Gesetzesänderungen bei Verbraucherverträgen

Die Vertragslaufzeiten für Handytarife, Streamingdienste oder Fitnessstudios werden gesetzlich beschränkt, um den Wechsel zu einem anderen Anbieter zu erleichtern. Der Bundestag hat vergangenen Freitag ein entsprechendes Gesetz verabschiedet, das Verbrauchern auch die Kündigung ihrer Verträge erleichtern soll.

Von einer grundsätzlichen Verkürzung der Vertragslaufzeiten auf ein Jahr, die in dem Gesetzgebungsverfahren zwischenzeitlich erwogen wurde, nahm die schwarz-rote Koalition aber Abstand. Wie schon nach geltendem Recht kann eine Mindestvertragslaufzeit von bis zu zwei Jahren grundsätzlich auch in Allgemeinen Geschäftsbedingungen vereinbart werden, ohne dies an weitere Voraussetzungen zu binden.

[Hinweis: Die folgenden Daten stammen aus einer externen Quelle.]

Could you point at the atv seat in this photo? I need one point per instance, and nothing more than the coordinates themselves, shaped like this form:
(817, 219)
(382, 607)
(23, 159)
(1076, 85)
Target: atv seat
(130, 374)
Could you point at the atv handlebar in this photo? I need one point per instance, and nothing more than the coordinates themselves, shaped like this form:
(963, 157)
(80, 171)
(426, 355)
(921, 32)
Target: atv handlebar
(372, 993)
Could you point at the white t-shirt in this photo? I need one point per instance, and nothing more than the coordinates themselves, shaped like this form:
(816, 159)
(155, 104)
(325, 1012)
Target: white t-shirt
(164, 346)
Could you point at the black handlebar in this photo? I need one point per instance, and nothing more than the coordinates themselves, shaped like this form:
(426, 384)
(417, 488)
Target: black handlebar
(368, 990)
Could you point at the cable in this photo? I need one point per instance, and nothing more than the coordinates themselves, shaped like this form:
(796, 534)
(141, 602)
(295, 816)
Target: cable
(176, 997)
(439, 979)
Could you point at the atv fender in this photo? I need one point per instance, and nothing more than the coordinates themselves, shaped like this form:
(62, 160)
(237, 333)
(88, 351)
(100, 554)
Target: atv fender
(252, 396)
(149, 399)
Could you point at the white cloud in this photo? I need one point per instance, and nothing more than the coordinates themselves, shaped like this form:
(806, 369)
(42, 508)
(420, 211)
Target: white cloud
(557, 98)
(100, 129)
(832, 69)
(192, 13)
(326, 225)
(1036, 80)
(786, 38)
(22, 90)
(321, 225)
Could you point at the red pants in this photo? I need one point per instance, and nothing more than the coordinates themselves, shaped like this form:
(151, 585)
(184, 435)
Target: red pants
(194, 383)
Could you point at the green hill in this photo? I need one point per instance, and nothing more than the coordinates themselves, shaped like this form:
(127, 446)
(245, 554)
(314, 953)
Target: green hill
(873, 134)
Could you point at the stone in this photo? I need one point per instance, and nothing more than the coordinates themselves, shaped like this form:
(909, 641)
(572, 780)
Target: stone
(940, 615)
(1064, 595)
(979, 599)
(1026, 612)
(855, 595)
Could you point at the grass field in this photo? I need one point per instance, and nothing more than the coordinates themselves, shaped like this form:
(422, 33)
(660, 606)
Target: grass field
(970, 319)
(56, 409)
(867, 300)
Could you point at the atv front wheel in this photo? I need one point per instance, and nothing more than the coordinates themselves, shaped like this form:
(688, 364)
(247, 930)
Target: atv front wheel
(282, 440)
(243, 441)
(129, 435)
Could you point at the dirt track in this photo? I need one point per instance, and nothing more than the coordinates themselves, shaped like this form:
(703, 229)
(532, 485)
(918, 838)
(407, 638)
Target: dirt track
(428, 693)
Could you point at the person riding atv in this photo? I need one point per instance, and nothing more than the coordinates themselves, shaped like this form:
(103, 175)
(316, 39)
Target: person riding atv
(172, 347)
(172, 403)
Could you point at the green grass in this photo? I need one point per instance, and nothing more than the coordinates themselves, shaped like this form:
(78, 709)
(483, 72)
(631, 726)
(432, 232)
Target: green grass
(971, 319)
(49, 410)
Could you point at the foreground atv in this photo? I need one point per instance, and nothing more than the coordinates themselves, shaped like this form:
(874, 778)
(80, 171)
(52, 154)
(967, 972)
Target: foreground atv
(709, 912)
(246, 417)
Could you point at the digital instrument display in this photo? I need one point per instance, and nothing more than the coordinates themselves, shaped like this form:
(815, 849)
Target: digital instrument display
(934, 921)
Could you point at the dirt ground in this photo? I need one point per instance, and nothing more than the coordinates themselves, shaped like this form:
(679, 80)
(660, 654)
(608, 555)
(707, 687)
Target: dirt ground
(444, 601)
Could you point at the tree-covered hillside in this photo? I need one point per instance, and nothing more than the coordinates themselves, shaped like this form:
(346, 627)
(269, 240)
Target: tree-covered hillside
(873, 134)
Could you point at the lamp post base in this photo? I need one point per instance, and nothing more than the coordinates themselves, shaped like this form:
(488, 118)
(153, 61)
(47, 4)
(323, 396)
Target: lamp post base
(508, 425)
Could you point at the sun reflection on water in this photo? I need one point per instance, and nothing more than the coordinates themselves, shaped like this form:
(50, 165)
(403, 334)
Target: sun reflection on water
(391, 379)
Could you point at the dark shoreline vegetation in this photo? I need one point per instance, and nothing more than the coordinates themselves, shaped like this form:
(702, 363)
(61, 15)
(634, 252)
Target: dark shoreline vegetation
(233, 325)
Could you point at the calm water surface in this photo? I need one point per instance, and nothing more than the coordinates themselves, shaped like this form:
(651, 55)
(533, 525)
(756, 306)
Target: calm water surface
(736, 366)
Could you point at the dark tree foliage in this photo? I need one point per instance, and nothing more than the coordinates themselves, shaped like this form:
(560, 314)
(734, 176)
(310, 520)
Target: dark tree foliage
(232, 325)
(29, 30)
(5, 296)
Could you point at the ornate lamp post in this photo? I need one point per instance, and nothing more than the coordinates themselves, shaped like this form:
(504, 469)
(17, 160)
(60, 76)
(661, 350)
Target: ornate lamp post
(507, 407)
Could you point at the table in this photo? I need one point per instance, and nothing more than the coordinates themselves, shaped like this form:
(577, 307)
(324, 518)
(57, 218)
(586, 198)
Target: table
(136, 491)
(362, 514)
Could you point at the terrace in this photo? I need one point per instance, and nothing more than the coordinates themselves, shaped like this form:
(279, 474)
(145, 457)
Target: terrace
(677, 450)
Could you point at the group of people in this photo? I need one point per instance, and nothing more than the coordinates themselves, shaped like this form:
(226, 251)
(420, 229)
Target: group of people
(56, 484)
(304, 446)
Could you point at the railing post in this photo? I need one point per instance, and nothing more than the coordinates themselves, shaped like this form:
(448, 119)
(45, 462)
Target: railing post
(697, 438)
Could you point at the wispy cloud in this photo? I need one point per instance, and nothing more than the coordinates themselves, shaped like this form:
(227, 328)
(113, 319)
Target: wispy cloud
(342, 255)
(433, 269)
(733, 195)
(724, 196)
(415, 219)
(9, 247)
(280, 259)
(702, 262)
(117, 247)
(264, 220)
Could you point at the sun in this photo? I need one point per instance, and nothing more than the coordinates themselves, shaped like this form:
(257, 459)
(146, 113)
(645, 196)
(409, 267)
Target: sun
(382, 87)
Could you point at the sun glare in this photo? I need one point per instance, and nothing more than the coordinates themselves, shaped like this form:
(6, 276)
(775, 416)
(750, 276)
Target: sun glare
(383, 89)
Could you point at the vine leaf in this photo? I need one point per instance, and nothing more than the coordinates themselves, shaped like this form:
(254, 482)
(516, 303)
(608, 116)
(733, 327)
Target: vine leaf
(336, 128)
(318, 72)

Zum Schutz der Verbraucher würden aber strengere Regelungen für die automatische Verlängerung von Verträgen getroffen, erklärte Jan-Marco Luczak, der rechtspolitische Sprecher der Unionsfraktion. Eine automatische Verlängerung von befristeten Verträgen soll demnach nur noch sehr eingeschränkt möglich sein.